Garrett stared at her. “I didn’t lie about anything. I didn’t say what happened in that weak voice that Ryan had adopted writing about your niece. I’m sorry if that distresses you. That’s what we’re supposed to do.”

“Distresses us?” Maggie demanded. “Your article was worse than any other paper, and that’s saying a lot. You went overboard trying to take away the humanity behind the story. I gave Ryan certain information he wouldn’t have had if he hadn’t said I could trust him not to do exactly what you did.”

“Sometimes a reporter’s job is difficult. We’re responsible for saying things other people might not want to say,” Garrett replied. “People get hurt once in a while. That’s not our problem. I was telling the story in an objective way. I used your notes on the story in the best way possible.”

“That was beyond objective,” Ryan added. “If you don’t print a retraction and my original piece,
tomorrow,
I’m gone. Do you understand? I’ll find a job somewhere else.”

“You know I can’t keep the paper running, son. Not anymore,” Garrett said. “The
Weekly
would fold. All the work your mother and I put into the paper would be lost. You promised you’d keep it going. You can’t let us down because we disagree about this piece.”

“You promised not to do something like this, even if we
disagreed. You said the paper was mine to run as I saw fit. This isn’t the first time you’ve run roughshod over my articles, but it’s the most important time. So here’s my ultimatum—either you stop looking over my shoulder and swear never to rewrite what goes to the printer, or the paper is dead.”

“This isn’t easy for me,” Garrett said. “I have strong opinions.”

“I don’t care, Dad. This is it. You and I have had squabbles about this kind of thing before, but not to this extent.”

“All right.” Garrett glared at his son. “It won’t happen again. I’ll pay for a retraction and a new paper to come out tomorrow, even though it will cost me a fortune. Does that satisfy everyone?”

Maggie’s heart was suddenly feeling very light again knowing that Ryan hadn’t fed her story to the wild beasts after all. Not light enough to let Garrett go without an apology from him, though.

Aunt Clara beat her to it. “I think my niece deserves an apology. Come to think of it, so does Pie in the Sky. You’re lucky I have good customers. The way you make the shop sound in the paper, people shouldn’t eat here because it’s in such bad condition.”

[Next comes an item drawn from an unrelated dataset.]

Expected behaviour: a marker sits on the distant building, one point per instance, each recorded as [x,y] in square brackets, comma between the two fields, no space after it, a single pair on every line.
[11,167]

“I’m sorry, Mrs. Lowder,” Garrett said. “And I’m sorry, Maggie. I misunderstood the situation. Murder sells papers, you know. I was only trying to help Ryan out.”

Both women accepted his apology, and as if the pie shop did too, the lights suddenly came back on.

They were cheering when the grumpy electric technician came in through the back door. “I just got done talking to
my boss. You all are gonna have to pay to have the lines repaired. Sorry. It’s our new policy when it comes to vandalism.”

He presented Aunt Clara with a bill. “You don’t have to pay it right now. It will be on your next electric bill. Have a nice day.”

Aunt Clara’s eyes opened wide when she saw the amount due. “Highway robbery! If you want to write about something that will get people’s attention, write about this.” She showed the bill to Garrett, who agreed it was ridiculous.